The goals of DWI arrests, and laws to effectuate those arrests, can get lost in the rhetoric about the menace of drunk driving. “DWI Courts — intensive treatment programs designed to rehabilitate repeat DWI offenders — have been bashed for being too soft on habitual offenders, but new stats show that they may actually be working.” So says Abby Rogers of the Business Insider.
Rogers doesn’t say who is doing the bashing. A recent correspondent on my Facebook page understandably took me to task for helping people get away with DWI, as she saw it ( “It makes me SICK to see someone counseling folks on how to get away with it. Gross. Don’t be an ass,” she reasoned.)
We’re all talking about different things, though.
When Rogers says DWI Courts are working, she is talking about recidivism rates as well as arrests and accidents related to drunk driving. A Minneapolis Star Tribune article from this summer states simply: “Drug courts work.” The metric, again, is recidivism and, in this case, treatment of addiction.
Treating addiction, reducing recidivism, public safety, and punishment are different goals that may or may not be achieved by the same means. In fact, the means of accomplishing some of these goals may inhibit the ability to accomplish others.

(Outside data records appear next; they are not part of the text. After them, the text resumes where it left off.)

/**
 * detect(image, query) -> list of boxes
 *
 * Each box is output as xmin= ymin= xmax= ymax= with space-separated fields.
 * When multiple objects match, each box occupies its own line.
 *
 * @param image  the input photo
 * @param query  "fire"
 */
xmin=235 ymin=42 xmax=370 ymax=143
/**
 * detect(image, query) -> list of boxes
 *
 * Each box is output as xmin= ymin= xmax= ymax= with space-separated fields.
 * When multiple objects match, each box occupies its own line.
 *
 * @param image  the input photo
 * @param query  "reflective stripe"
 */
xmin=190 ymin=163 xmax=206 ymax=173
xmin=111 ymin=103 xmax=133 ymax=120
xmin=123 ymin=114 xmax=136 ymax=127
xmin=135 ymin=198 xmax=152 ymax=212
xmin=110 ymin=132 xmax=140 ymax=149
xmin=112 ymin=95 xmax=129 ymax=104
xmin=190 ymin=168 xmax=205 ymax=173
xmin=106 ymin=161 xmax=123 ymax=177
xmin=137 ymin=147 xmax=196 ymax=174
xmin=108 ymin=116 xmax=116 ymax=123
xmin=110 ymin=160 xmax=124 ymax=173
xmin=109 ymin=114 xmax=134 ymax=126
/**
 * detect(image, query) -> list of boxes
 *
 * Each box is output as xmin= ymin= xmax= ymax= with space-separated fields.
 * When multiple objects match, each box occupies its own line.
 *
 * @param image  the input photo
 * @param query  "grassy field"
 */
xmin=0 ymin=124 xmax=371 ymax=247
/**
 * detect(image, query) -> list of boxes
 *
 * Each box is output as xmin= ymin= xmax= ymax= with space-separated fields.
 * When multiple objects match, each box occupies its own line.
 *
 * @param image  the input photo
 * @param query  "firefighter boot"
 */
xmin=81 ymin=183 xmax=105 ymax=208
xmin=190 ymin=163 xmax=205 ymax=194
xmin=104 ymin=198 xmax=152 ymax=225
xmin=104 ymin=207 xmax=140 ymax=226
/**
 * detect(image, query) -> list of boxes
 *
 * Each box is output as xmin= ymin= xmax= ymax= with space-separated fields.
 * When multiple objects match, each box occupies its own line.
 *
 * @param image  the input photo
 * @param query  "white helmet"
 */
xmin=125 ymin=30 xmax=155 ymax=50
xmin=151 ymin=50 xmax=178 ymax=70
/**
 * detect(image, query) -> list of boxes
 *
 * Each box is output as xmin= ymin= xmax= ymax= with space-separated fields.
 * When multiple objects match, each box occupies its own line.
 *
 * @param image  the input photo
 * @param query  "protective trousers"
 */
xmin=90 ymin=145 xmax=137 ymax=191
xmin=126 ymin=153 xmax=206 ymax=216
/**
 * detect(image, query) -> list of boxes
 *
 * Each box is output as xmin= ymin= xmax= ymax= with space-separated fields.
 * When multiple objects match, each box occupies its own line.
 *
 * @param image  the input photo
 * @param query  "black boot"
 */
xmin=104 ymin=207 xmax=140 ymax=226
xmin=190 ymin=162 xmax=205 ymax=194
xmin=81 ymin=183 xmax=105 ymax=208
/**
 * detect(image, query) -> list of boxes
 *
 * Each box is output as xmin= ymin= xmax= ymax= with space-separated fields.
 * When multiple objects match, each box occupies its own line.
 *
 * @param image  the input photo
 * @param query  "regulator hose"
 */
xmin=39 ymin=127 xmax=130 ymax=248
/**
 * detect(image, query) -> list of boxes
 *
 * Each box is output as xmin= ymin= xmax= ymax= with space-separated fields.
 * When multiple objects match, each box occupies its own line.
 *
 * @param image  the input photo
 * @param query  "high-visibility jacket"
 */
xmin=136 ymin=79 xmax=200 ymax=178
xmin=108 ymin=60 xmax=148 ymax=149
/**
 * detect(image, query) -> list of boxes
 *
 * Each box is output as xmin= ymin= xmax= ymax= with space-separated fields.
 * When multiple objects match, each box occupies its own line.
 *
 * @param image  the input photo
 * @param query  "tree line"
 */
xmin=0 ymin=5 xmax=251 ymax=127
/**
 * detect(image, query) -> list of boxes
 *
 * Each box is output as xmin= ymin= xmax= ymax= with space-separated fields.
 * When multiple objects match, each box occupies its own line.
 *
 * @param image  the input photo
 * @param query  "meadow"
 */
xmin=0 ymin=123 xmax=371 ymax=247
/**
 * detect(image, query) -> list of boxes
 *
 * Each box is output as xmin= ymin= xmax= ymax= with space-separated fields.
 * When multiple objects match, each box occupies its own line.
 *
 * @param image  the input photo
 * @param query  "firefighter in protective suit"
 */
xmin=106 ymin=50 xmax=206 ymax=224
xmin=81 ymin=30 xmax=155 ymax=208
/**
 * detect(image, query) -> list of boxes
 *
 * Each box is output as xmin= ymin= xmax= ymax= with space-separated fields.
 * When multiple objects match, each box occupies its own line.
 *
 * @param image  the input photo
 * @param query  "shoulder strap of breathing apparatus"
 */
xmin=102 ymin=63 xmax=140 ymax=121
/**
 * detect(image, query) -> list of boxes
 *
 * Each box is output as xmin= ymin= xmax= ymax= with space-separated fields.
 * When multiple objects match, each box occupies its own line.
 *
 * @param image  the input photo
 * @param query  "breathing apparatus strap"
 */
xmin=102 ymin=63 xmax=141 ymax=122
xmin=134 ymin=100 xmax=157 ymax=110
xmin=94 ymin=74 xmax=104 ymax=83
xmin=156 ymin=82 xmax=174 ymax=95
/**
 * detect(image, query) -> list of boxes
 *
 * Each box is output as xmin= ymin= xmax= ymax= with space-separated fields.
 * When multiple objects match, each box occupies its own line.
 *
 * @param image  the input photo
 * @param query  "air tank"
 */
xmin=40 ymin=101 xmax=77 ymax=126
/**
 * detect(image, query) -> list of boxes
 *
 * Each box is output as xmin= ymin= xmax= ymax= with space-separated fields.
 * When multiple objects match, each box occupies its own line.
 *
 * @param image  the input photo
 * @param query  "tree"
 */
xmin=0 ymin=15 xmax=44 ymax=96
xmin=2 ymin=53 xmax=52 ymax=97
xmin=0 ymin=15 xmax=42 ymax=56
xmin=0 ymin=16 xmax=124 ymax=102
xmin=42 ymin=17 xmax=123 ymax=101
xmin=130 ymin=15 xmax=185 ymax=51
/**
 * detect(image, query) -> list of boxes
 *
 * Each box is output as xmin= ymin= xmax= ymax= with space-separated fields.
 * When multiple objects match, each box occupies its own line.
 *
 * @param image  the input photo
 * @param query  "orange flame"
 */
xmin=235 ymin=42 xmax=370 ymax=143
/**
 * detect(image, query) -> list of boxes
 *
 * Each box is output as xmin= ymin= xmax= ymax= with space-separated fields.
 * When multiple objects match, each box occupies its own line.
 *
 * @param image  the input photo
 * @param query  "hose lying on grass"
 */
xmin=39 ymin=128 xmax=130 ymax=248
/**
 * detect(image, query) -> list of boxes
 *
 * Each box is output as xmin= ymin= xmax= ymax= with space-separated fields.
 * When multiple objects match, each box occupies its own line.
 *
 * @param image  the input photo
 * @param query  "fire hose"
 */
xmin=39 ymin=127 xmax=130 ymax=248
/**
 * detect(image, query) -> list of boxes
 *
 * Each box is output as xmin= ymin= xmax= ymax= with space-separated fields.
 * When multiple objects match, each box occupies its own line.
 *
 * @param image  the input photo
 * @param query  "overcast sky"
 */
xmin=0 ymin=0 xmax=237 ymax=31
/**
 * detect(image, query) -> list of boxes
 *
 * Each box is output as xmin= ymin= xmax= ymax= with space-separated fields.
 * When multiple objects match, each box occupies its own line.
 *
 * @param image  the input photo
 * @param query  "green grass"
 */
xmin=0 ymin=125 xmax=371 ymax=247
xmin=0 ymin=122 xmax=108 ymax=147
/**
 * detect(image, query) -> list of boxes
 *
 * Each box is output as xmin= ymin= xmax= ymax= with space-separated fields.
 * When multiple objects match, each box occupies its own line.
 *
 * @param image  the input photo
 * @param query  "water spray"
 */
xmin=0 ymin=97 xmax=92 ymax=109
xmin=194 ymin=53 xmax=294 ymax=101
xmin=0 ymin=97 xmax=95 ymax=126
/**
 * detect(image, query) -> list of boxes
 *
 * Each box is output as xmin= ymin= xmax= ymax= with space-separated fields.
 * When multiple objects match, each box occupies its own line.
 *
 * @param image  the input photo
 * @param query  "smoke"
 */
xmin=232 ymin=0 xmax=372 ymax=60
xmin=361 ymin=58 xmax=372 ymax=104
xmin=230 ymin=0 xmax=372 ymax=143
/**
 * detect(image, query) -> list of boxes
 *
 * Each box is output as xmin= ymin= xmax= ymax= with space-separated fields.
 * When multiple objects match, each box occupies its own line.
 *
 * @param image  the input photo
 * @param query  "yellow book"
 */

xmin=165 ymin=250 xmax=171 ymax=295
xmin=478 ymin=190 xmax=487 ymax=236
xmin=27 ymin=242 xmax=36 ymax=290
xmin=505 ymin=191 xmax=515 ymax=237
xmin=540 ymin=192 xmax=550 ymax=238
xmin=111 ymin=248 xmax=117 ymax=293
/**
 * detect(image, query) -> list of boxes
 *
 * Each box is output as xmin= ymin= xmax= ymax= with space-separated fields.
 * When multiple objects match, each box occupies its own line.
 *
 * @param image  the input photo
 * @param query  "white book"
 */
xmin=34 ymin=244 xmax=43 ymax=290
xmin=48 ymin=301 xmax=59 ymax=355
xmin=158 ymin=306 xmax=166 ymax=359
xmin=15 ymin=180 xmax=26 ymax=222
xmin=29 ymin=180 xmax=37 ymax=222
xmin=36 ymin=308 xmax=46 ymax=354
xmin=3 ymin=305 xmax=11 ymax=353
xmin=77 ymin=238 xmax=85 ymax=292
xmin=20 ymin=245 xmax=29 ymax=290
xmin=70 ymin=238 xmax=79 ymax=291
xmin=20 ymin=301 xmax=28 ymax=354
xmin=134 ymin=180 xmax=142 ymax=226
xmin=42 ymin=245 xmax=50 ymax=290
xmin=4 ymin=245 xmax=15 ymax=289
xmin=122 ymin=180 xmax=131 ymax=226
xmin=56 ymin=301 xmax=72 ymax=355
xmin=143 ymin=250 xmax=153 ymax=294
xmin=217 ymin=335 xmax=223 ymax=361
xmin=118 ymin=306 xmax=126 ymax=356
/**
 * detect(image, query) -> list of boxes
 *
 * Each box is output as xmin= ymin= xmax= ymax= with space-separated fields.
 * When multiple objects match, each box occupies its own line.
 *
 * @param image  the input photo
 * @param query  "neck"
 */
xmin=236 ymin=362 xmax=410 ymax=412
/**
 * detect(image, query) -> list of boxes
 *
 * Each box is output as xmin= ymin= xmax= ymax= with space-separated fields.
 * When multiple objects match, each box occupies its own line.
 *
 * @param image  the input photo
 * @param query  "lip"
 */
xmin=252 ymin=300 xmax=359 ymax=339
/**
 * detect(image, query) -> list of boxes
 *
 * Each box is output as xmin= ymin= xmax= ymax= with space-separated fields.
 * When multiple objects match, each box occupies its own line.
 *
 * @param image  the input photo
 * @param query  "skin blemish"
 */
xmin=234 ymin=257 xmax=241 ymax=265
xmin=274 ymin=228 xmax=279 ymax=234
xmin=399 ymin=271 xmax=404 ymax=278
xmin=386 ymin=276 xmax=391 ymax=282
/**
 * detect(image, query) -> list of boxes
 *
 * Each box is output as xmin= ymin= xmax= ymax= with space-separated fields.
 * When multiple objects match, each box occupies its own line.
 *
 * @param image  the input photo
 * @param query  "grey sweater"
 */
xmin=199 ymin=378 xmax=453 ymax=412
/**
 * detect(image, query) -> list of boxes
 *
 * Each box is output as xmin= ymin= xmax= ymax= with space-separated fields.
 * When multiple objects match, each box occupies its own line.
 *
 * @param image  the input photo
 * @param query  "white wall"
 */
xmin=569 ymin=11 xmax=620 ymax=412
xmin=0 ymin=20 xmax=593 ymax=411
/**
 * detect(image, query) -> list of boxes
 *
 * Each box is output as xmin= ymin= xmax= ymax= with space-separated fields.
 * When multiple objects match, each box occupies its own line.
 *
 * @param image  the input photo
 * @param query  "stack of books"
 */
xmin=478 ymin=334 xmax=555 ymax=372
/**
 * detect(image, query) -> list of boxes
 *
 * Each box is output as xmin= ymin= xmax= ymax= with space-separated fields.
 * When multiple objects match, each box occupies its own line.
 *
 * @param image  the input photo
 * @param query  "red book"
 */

For example, Minnesota’s Whiskey Plates laws primarily serve the purpose of shaming. They serve no legitimate law enforcement purpose (no, the police cannot pull you over just because you have Whiskey Plates). State v. Henning, 666 N.W.2d 379 (Minn., 2003) . Jail is punishment (and a little enforced sobriety), but it can also cost someone a job and lead, indirectly, to the various pathologies of poverty that include the crime that often follows from loss of income, educational opportunities, or housing, for example.
My goal in criminal defense is different than any of these: it is to constrain the State’s ability to infringe on people’s fundamental civil liberties.
It is fundamental to our freedom as Americans that we are free from government intrusion in our daily lives. William Blackstone’s formulation, that it is “better that ten guilty persons escape than that one innocent suffer,” is central to the American system of justice, inextricably bound up in our constitutional freedoms, such as freedom from unreasonable search and seizure or to be forced to testify against oneself.
Late Supreme Court Justice William J. Brennan has written “consensus that a particular law enforcement technique serves a laudable purpose has never been the touchstone of constitutional analysis.”
I treat clients as individuals with inherent dignity, and freedom from government intrusion is an essential part of that dignity. My goal is to preserve all citizens’ liberties by holding the state to the strictest requirements before taking those liberties away from a single individual.
So, the bashers can bash away. If your over-riding goal is punishment, drug courts and aggressive defense of criminal charges may not satisfy your sense of justice. But I’ll defend your right to those differing opinions, too!